Deploy a scalable Zoom RealTime Media Streams (RTMS) consumer to AWS in one command. Same shape as the rtms-quickstart-py repo — @rtms.on_webhook_event + rtms.run() packaged into a Fargate container, fronted by an ALB, and configured to auto-scale.
Zoom ──webhook──▶ ALB (HTTPS, ACM cert) ──▶ ECS Fargate Service
├── Task 1 (worker/main.py)
├── Task 2 (worker/main.py)
└── Task N (worker/main.py)
│
┌─────────────┼──────────────┐
▼ ▼ ▼
S3 (JSONL) CloudWatch Secrets Manager
Each task runs worker/main.py, which uses @rtms.on_webhook_event to receive Zoom webhooks on port 8080 and rtms.EventLoopPool(threads=2) to host the active meetings. The ECS service auto-scales on CPU.
Tools (one-time install):
brew install awscli terraform jq # macOS
# Linux: use your package manager equivalentsThen aws configure (or aws sso login) once so the CLI is authenticated. No Docker required — the default worker_image pulls a pre-built public image.

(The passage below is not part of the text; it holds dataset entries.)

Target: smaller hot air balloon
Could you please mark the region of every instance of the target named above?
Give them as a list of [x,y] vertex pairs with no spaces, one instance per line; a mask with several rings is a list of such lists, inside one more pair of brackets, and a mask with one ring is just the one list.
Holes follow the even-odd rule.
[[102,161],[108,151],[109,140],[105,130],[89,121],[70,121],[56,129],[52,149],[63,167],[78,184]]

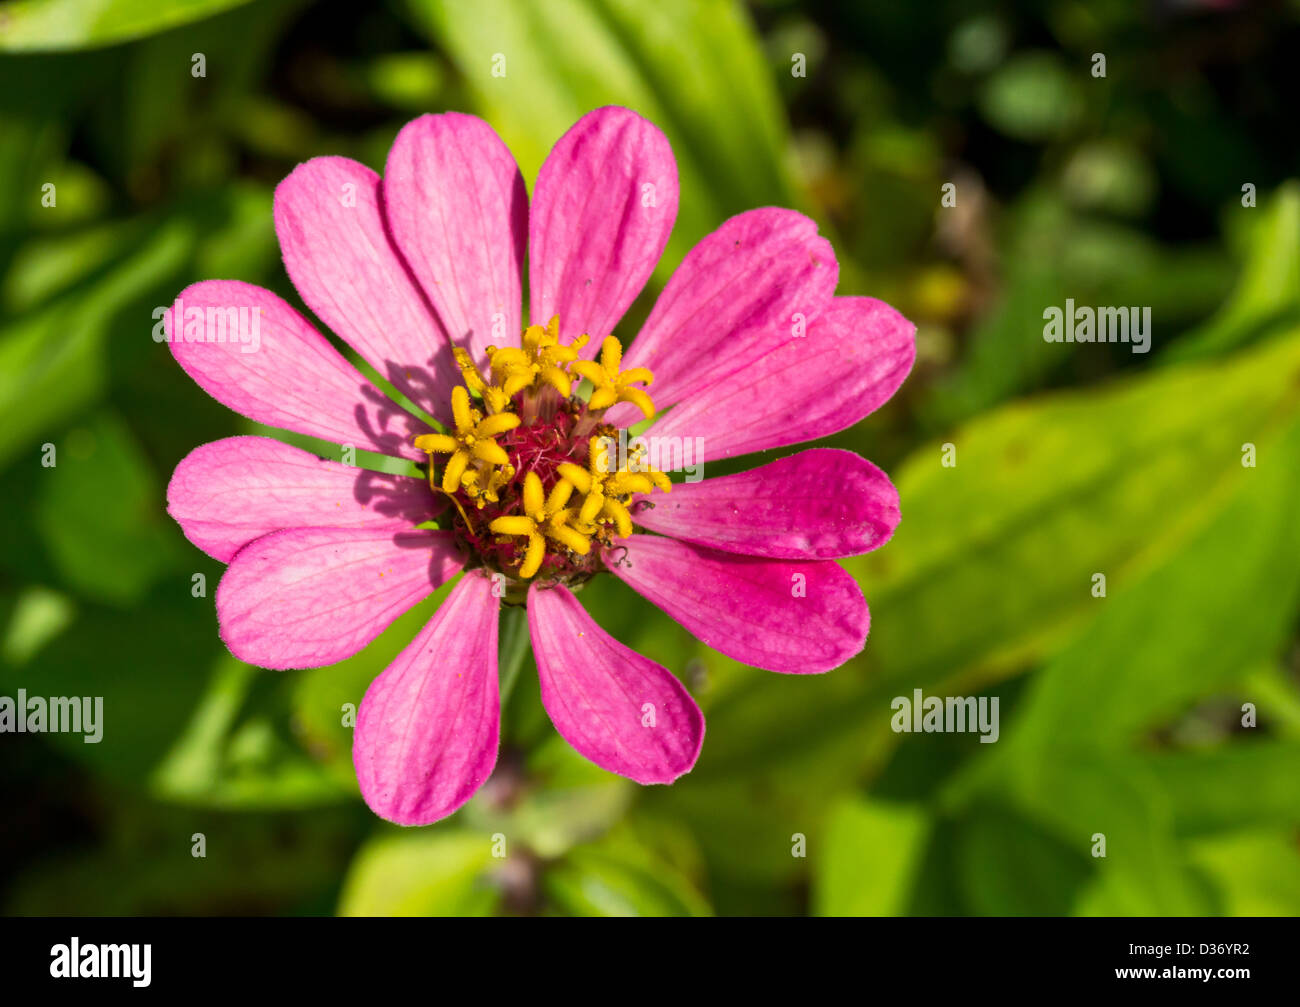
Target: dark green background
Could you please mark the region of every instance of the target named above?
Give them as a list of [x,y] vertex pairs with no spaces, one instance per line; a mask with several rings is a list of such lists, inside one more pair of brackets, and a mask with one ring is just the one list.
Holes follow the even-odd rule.
[[[0,694],[102,695],[106,717],[99,745],[0,736],[0,907],[1300,911],[1297,10],[0,6]],[[902,496],[893,541],[846,563],[871,637],[830,674],[772,675],[605,578],[584,593],[598,621],[705,710],[695,771],[642,789],[589,765],[526,672],[488,792],[399,830],[357,796],[340,710],[432,603],[335,667],[226,653],[221,568],[164,489],[196,445],[258,428],[153,342],[151,313],[214,277],[297,303],[271,193],[301,160],[380,169],[403,122],[459,109],[531,186],[611,102],[665,131],[682,184],[633,323],[696,240],[763,205],[818,220],[840,293],[917,323],[902,391],[831,440]],[[1045,343],[1067,297],[1149,306],[1152,352]],[[999,697],[1001,739],[893,733],[890,700],[918,687]]]

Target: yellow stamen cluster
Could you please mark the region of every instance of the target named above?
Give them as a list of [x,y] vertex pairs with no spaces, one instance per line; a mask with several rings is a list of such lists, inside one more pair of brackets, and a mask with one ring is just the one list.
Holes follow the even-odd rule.
[[553,539],[579,556],[591,551],[591,539],[569,527],[573,519],[573,510],[565,506],[573,495],[573,483],[561,479],[552,488],[549,496],[543,495],[542,480],[536,472],[524,476],[524,513],[510,517],[499,517],[490,528],[498,535],[524,535],[528,538],[528,548],[524,553],[524,562],[519,567],[519,576],[527,580],[541,568],[546,558],[546,540]]
[[[615,537],[631,535],[632,516],[628,505],[633,495],[656,488],[667,492],[671,488],[668,477],[643,465],[639,455],[630,459],[630,463],[625,461],[620,471],[610,471],[612,440],[607,433],[613,428],[601,426],[600,417],[619,402],[631,402],[647,419],[653,417],[655,409],[650,396],[643,388],[633,386],[650,384],[654,375],[644,367],[620,373],[623,348],[613,336],[601,344],[599,363],[579,360],[578,352],[587,339],[585,335],[579,336],[570,345],[561,346],[558,316],[544,326],[530,325],[524,330],[519,347],[488,347],[487,376],[465,350],[457,347],[454,353],[465,384],[452,390],[455,432],[425,434],[415,439],[415,446],[429,454],[429,484],[451,496],[461,518],[474,529],[455,495],[463,491],[482,510],[487,504],[502,502],[503,491],[514,483],[516,475],[518,458],[512,460],[510,452],[496,439],[521,424],[531,428],[539,416],[543,417],[542,422],[547,422],[556,408],[580,416],[581,426],[570,436],[588,439],[587,467],[571,462],[557,465],[554,471],[559,480],[549,494],[538,474],[527,472],[517,498],[523,513],[501,514],[487,521],[487,531],[491,534],[527,540],[516,574],[523,580],[541,569],[548,543],[558,550],[568,550],[566,555],[585,557],[591,551],[593,539],[608,544]],[[577,377],[586,378],[592,385],[585,409],[581,403],[562,404],[562,400],[572,397]],[[478,396],[482,410],[475,408],[471,391]],[[575,413],[575,409],[580,412]],[[442,468],[440,482],[434,480],[436,454],[450,456]],[[507,495],[503,506],[513,509],[515,499]],[[490,513],[480,520],[489,517]],[[505,562],[511,566],[514,563],[509,559]]]
[[[518,416],[514,413],[496,413],[485,417],[470,405],[469,392],[461,385],[451,390],[451,414],[456,424],[454,435],[422,434],[415,438],[416,448],[427,451],[431,458],[435,454],[451,455],[442,470],[444,493],[455,493],[461,488],[471,462],[502,470],[510,468],[510,456],[496,442],[496,438],[519,426]],[[478,485],[482,478],[483,469],[476,466],[471,482]],[[432,465],[429,469],[429,483],[433,485]]]
[[[585,497],[574,519],[578,531],[594,535],[598,525],[613,525],[619,536],[626,538],[632,534],[632,514],[627,509],[632,495],[649,493],[655,488],[668,493],[672,490],[672,483],[666,475],[648,465],[638,465],[638,471],[623,468],[611,472],[609,446],[609,440],[593,437],[586,469],[564,462],[557,471],[565,482],[572,483],[574,489]],[[639,458],[631,460],[634,465],[639,461]]]
[[650,384],[654,375],[645,367],[633,367],[619,373],[623,363],[623,347],[613,336],[606,336],[600,344],[600,363],[594,360],[579,360],[573,364],[573,371],[591,382],[594,391],[588,406],[592,409],[608,409],[616,402],[631,402],[645,413],[646,419],[654,419],[655,404],[641,388],[631,387],[633,383]]

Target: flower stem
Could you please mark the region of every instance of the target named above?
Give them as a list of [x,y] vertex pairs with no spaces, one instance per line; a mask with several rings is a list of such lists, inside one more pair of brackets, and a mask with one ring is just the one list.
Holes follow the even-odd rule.
[[528,610],[522,605],[506,605],[501,609],[501,643],[498,647],[497,666],[501,674],[501,706],[504,708],[514,690],[519,670],[528,661],[531,647],[528,639]]

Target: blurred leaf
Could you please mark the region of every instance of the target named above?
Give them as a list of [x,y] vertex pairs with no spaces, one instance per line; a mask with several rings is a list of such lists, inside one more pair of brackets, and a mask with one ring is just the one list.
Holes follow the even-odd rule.
[[1259,199],[1258,209],[1234,204],[1233,212],[1251,215],[1254,224],[1236,290],[1213,318],[1170,348],[1167,360],[1219,354],[1272,322],[1300,316],[1300,182]]
[[[338,801],[337,780],[279,737],[283,704],[250,702],[256,684],[279,673],[218,658],[189,726],[152,776],[158,796],[217,808],[298,808]],[[279,690],[277,690],[279,691]]]
[[194,669],[222,649],[209,600],[190,595],[188,576],[159,584],[130,612],[79,606],[76,621],[28,665],[0,664],[5,695],[103,698],[103,737],[47,734],[42,740],[114,781],[141,787],[185,727],[203,691]]
[[[1241,446],[1300,415],[1300,335],[1237,358],[1021,402],[980,417],[895,474],[903,521],[847,560],[873,603],[869,659],[886,690],[1003,667],[1099,613],[1112,590],[1181,548],[1256,473]],[[1051,557],[1045,562],[1045,557]]]
[[135,604],[181,556],[157,474],[113,413],[70,431],[56,457],[35,501],[55,567],[83,595]]
[[1193,844],[1192,859],[1223,892],[1229,916],[1300,916],[1294,832],[1235,832]]
[[1300,743],[1242,742],[1208,752],[1134,758],[1129,764],[1160,787],[1182,834],[1254,826],[1300,829]]
[[842,802],[830,813],[825,839],[811,841],[813,911],[818,916],[903,915],[929,831],[929,816],[917,808]]
[[[192,239],[188,222],[169,219],[138,247],[113,248],[75,293],[0,327],[0,467],[103,394],[110,331],[124,325],[145,339],[151,319],[141,301],[171,285]],[[128,319],[132,309],[139,314]]]
[[1064,916],[1091,870],[1067,846],[1010,808],[983,806],[958,826],[958,871],[978,916]]
[[1018,53],[985,83],[980,110],[994,127],[1017,140],[1060,137],[1083,114],[1079,83],[1086,75],[1086,65],[1068,70],[1056,53]]
[[166,31],[248,0],[14,0],[0,51],[89,49]]
[[1209,893],[1194,878],[1173,835],[1172,813],[1149,774],[1081,754],[1024,766],[1014,800],[1080,856],[1098,835],[1105,856],[1075,911],[1103,916],[1202,916]]
[[574,849],[544,875],[548,900],[566,916],[711,916],[672,864],[630,832]]
[[76,607],[67,595],[47,587],[27,588],[14,603],[0,658],[12,665],[26,664],[75,618]]
[[492,840],[468,832],[386,832],[357,854],[340,916],[486,916],[498,896],[486,872]]
[[95,804],[95,845],[25,865],[0,906],[6,915],[320,914],[356,843],[338,811],[221,815],[116,790]]
[[1101,614],[1036,676],[1000,755],[1113,748],[1282,648],[1300,607],[1300,422],[1257,447],[1264,461],[1209,526],[1097,599]]

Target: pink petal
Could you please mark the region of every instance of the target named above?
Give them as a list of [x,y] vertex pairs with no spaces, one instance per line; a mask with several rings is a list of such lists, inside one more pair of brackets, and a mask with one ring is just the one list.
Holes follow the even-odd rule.
[[[215,341],[227,330],[206,324],[207,312],[215,322],[218,313],[227,317],[232,309],[247,309],[250,319],[260,312],[256,338]],[[384,395],[269,290],[237,280],[204,280],[181,292],[170,318],[177,319],[167,330],[172,354],[222,405],[336,444],[427,458],[411,438],[427,433],[428,424]],[[251,335],[251,323],[245,332]]]
[[537,175],[533,322],[558,313],[565,341],[588,333],[593,356],[650,278],[676,219],[677,162],[663,133],[626,108],[588,112]]
[[497,761],[497,599],[466,574],[366,690],[352,761],[361,796],[399,825],[428,825],[474,796]]
[[240,550],[217,587],[221,638],[263,668],[351,657],[460,570],[451,532],[291,528]]
[[[802,213],[769,207],[732,217],[677,267],[626,366],[654,371],[650,396],[666,410],[788,341],[797,315],[825,309],[839,271],[831,243]],[[630,408],[611,410],[610,421],[640,419]]]
[[459,112],[407,123],[388,152],[384,211],[452,341],[480,364],[489,345],[518,346],[528,190],[492,127]]
[[836,297],[807,334],[769,333],[741,371],[694,392],[650,430],[696,437],[706,458],[798,444],[837,433],[894,394],[916,357],[916,327],[883,301]]
[[195,448],[167,486],[167,513],[223,563],[282,528],[410,528],[442,506],[423,479],[340,465],[270,437]]
[[852,451],[813,448],[640,498],[637,524],[725,552],[833,559],[869,552],[898,525],[898,491]]
[[555,729],[596,765],[672,783],[704,743],[704,714],[667,668],[596,625],[568,588],[528,590],[528,627]]
[[743,664],[829,671],[866,643],[862,591],[831,561],[736,556],[645,534],[620,540],[604,559],[633,590]]
[[451,419],[447,334],[385,230],[379,176],[346,157],[298,165],[275,190],[284,267],[307,307],[397,389]]

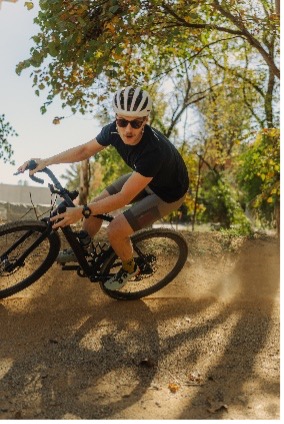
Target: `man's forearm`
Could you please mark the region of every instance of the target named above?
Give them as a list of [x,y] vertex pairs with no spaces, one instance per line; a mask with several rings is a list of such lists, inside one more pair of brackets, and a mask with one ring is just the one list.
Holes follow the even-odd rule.
[[100,199],[97,202],[88,203],[88,206],[92,211],[92,215],[98,215],[120,209],[130,203],[131,200],[132,199],[126,198],[121,192],[119,192]]
[[50,156],[45,159],[46,166],[57,165],[60,163],[74,163],[89,158],[89,152],[84,145],[73,147],[72,149],[65,150],[57,155]]

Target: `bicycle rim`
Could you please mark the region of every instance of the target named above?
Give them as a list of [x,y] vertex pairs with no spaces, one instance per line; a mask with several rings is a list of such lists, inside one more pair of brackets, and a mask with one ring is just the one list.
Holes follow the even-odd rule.
[[[102,290],[110,297],[134,300],[148,296],[169,284],[180,272],[188,255],[184,237],[174,230],[141,230],[132,237],[134,258],[140,274],[129,280],[120,290],[108,290],[101,282]],[[116,274],[121,261],[115,253],[103,266],[103,274]]]
[[55,261],[60,240],[57,233],[49,233],[16,265],[46,229],[46,223],[37,221],[12,222],[0,227],[0,299],[34,283]]

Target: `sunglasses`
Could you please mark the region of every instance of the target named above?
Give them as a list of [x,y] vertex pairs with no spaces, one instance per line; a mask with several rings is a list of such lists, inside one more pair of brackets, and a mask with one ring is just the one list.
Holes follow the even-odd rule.
[[142,126],[144,121],[145,119],[133,119],[133,121],[127,121],[127,119],[124,118],[116,118],[116,123],[119,127],[125,128],[128,124],[130,124],[131,127],[136,130]]

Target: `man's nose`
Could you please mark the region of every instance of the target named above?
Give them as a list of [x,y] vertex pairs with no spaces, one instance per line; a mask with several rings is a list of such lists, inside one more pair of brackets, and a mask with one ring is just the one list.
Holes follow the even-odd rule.
[[[130,128],[129,128],[129,127],[130,127]],[[129,129],[131,129],[131,130],[132,130],[132,126],[131,126],[130,122],[128,122],[128,123],[127,123],[127,125],[126,125],[125,129],[126,129],[126,130],[129,130]]]

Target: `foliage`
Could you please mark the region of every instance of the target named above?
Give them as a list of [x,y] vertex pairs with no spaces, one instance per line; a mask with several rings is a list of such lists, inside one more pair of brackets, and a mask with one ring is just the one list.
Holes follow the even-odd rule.
[[198,105],[203,122],[199,152],[208,167],[216,171],[231,166],[240,142],[251,131],[252,117],[245,107],[242,88],[241,83],[224,73],[222,84],[212,88]]
[[[28,8],[32,2],[27,2]],[[59,95],[63,106],[90,111],[117,85],[157,82],[176,68],[194,70],[214,61],[216,48],[230,52],[227,67],[244,68],[239,52],[256,69],[279,76],[279,15],[267,0],[40,0],[30,58],[35,92],[49,89],[46,110]]]
[[128,165],[126,165],[126,163],[119,156],[114,147],[108,147],[107,149],[102,150],[99,153],[98,158],[98,162],[104,170],[102,184],[100,187],[101,190],[105,188],[105,186],[111,184],[121,175],[132,172]]
[[[246,231],[248,222],[233,170],[240,143],[250,133],[251,115],[244,107],[242,81],[235,80],[227,70],[219,72],[218,77],[222,83],[214,84],[208,70],[205,78],[211,90],[198,104],[202,126],[193,148],[196,156],[193,220],[218,222],[224,228],[238,225]],[[201,77],[199,84],[203,84]]]
[[[41,111],[60,96],[63,107],[74,113],[95,109],[105,124],[111,92],[128,84],[147,87],[154,99],[151,125],[180,147],[189,169],[188,215],[246,228],[234,180],[236,158],[255,130],[279,124],[279,1],[39,4],[39,33],[17,72],[31,68],[35,93],[48,90]],[[189,109],[198,129],[188,120]],[[96,190],[129,170],[110,148],[92,162],[97,170],[98,165],[102,182]],[[252,184],[255,196],[267,192],[260,180]],[[270,194],[268,207],[274,202]]]
[[5,163],[10,162],[14,165],[15,162],[11,159],[13,149],[8,141],[9,136],[18,136],[18,134],[10,123],[5,121],[5,115],[0,115],[0,159],[2,159]]
[[80,185],[79,167],[78,163],[72,163],[66,170],[66,174],[61,175],[62,179],[67,180],[66,188],[68,190],[77,190]]
[[[72,163],[70,168],[67,169],[65,175],[61,178],[67,181],[66,188],[68,190],[79,190],[80,188],[80,166],[81,163]],[[89,162],[89,194],[88,200],[92,200],[99,194],[105,187],[103,183],[103,171],[99,160],[90,160]]]
[[249,230],[250,224],[241,207],[238,191],[226,173],[208,172],[200,198],[205,206],[203,221],[220,223],[226,229],[238,226],[244,233]]
[[272,221],[280,203],[280,130],[264,128],[240,156],[238,181],[250,207]]

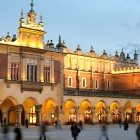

Accounts / external assets:
- AWS account with admin access.
us-east-1is the default deploy region. - A domain you control (Route 53 preferred, but any provider works — see DNS modes below).
- Zoom Marketplace RTMS app with Client ID, Client Secret, and Webhook Secret Token. Events subscribed:
endpoint.url_validation,meeting.rtms_started,meeting.rtms_stopped,meeting.rtms_interrupted.
git clone https://github.com/zoom/rtms-terraform-aws.git
cd rtms-terraform-aws
./deploy.shThat's it. The script prompts for the values it needs, creates everything (Secrets Manager, Terraform state, infrastructure), and prints your webhook URL when it's done. End-to-end: ~10 minutes.
Re-running ./deploy.sh is safe — it preserves your terraform.tfvars, skips Secrets Manager entries and state buckets that already exist, and only terraform applys if there's drift.
| Field | What |
|---|---|
| AWS region | Defaults to us-east-1 (cheapest) |
| Project name | Resource prefix; defaults to rtms-demo |
| Webhook subdomain | e.g. rtms.example.com — the FQDN Zoom posts to |
| DNS mode | route53 (recommended, fully automated) or external (you handle DNS) |
| Route 53 zone ID or ACM cert ARN | Depending on DNS mode (see below) |
| Zoom Client ID | From your Marketplace RTMS app |
| Zoom Client Secret | Same |
| Zoom Webhook Secret Token | Same |
| Budget alert email | For the AWS Budgets 80% notification |
See docs/MANUAL_SETUP.md for the step-by-step walkthrough that deploy.sh automates.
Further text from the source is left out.